I'd love a cat proof garden, that would be my ideal. I also mentioned a run in my 1st post and I think this could be a good compromise. One can be pretty inventive and make them very cat friendly.


----------



## raggs (Aug 3, 2008)

mrswoodwoose said:


> I'd love a cat proof garden, that would be my ideal. I also mentioned a run in my 1st post and I think this could be a good compromise. One can be pretty inventive and make them very cat friendly.

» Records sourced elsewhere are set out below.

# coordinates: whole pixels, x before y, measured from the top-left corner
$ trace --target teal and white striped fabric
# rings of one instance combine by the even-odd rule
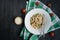
[[[45,11],[47,11],[49,14],[50,13],[54,13],[49,7],[47,7],[46,5],[44,5],[42,2],[40,2],[40,4],[37,6],[35,3],[38,0],[29,0],[29,2],[27,1],[27,5],[26,5],[26,10],[27,12],[29,12],[31,9],[34,8],[42,8]],[[60,20],[58,18],[58,16],[54,13],[54,15],[51,17],[51,21],[52,21],[52,26],[49,28],[48,32],[54,31],[56,29],[60,28]],[[38,40],[39,39],[39,35],[34,35],[31,34],[24,26],[24,28],[22,29],[21,33],[20,33],[20,37],[23,37],[24,40]]]

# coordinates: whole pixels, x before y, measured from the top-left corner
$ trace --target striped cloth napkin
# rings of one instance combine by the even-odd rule
[[[36,5],[36,2],[39,2],[39,5]],[[49,28],[47,33],[60,28],[60,19],[58,18],[58,16],[49,7],[47,7],[45,4],[43,4],[41,1],[29,0],[29,2],[27,1],[26,3],[27,3],[27,5],[26,5],[27,12],[29,12],[30,10],[32,10],[34,8],[42,8],[45,11],[47,11],[49,14],[53,13],[53,16],[51,16],[52,26]],[[20,37],[23,37],[24,40],[38,40],[39,39],[39,35],[34,35],[34,34],[30,33],[25,28],[25,26],[22,29],[22,31],[20,32]]]

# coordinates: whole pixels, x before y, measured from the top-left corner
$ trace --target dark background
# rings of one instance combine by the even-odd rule
[[[21,9],[25,8],[26,1],[28,0],[0,0],[0,40],[22,40],[19,33],[24,23],[18,26],[14,24],[13,19],[16,16],[21,16],[24,20],[25,15],[21,13]],[[50,2],[52,4],[51,9],[60,18],[60,0],[40,1],[44,4]],[[54,37],[49,36],[49,33],[46,34],[46,40],[60,40],[60,29],[54,31],[54,33]]]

Yes you can, thats the beauty of building one yourself, when we did ours i started off with a 6x4 garden shen and then built all the panels myself, inside the shed i built in a storage area for there toys and loads of shelves as all the cats love to be up high, they love being out there. In the run i put a thick branch from a tree that had been cut down and wound a rope around it and they just love to climb right to the top of the pen, When we assembled the panels i used coach bolts to put it all together so should i ever need to take it down or wish to add to it then its so easy to take apart, best wishes .........CHRIS.


----------



## lisajjl1 (Jun 23, 2010)

Hi there - I dont post very often but your post struck a chord so here is my personal experience as an owner and sometimes breeder of Siamese and Orientals for nearly twenty years.

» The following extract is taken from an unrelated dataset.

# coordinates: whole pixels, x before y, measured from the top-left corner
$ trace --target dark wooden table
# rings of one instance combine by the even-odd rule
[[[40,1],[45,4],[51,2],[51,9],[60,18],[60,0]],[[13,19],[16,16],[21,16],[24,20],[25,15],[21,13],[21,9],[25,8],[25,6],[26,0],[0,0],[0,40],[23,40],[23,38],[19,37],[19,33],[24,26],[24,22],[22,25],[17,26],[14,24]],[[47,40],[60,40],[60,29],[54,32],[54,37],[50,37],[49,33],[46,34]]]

I know you just want the best for your cat and so did my Mum who against my very very strong advice felt that it was unfair to keep her Siamese girl Misha indoors and she should have freedom outside, Misha was a rescue Siamese and had lived indoors all her life until she was four.....all went well for the first few weeks and my Mum used to keep an eye on her sat on the front doorstep watching the world go by but unfortunatley one day a dog wandered into the cul de sac and Misha was a sitting duck, she had had no prior knowledge of predators and dangers and didnt try to run until too late,she was used to everything and everyone that approached her being friendly. Mum tried desperatly to save her but she was injured horifically and died before she got to the vets. My mum felt so guilty she hasnt had another pet since even though she had had dogs and cats all her life.

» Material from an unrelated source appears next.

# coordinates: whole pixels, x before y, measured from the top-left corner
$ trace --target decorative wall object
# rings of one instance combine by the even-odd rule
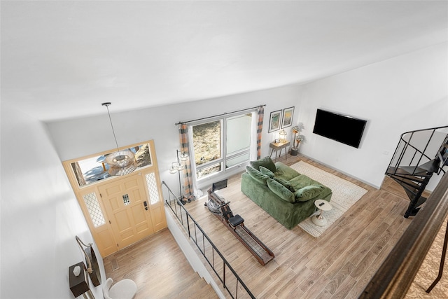
[[[269,133],[280,129],[281,123],[281,110],[271,112],[269,121]]]
[[[281,128],[290,127],[293,125],[293,117],[294,116],[294,107],[283,109],[283,121]]]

Another friend had two neutered oriental boys and when she moved house to a rural area decided to let them out,now she only has one boy as one of them dissapeared, she doesnt know why or ever find out what happened to him just one day he didnt come home - she tried everything, he was chipped but has never been found dead or alive. She now keeps her remaining boy indoors again.

My two Siamese and two Orientals are indoor cats with a cat run built on to the house for fresh air and excercise.....my personal advice would be to build a run or cat proof the garden in agreement with others posts as there are dangers you couldnt anticipate for a cat that has previously known only indoor teritory.

Re the door facination....must be a breed thing as mine go crazy to go through the door to upstairs...dont bother with the front or back door though so some doors might just seem more exciting than others or maybe they know there is nothing outside the front door or back door more exciting than what they see in their run!!! They are pretty clever cats.

Hope whatever you decide all goes well.


----------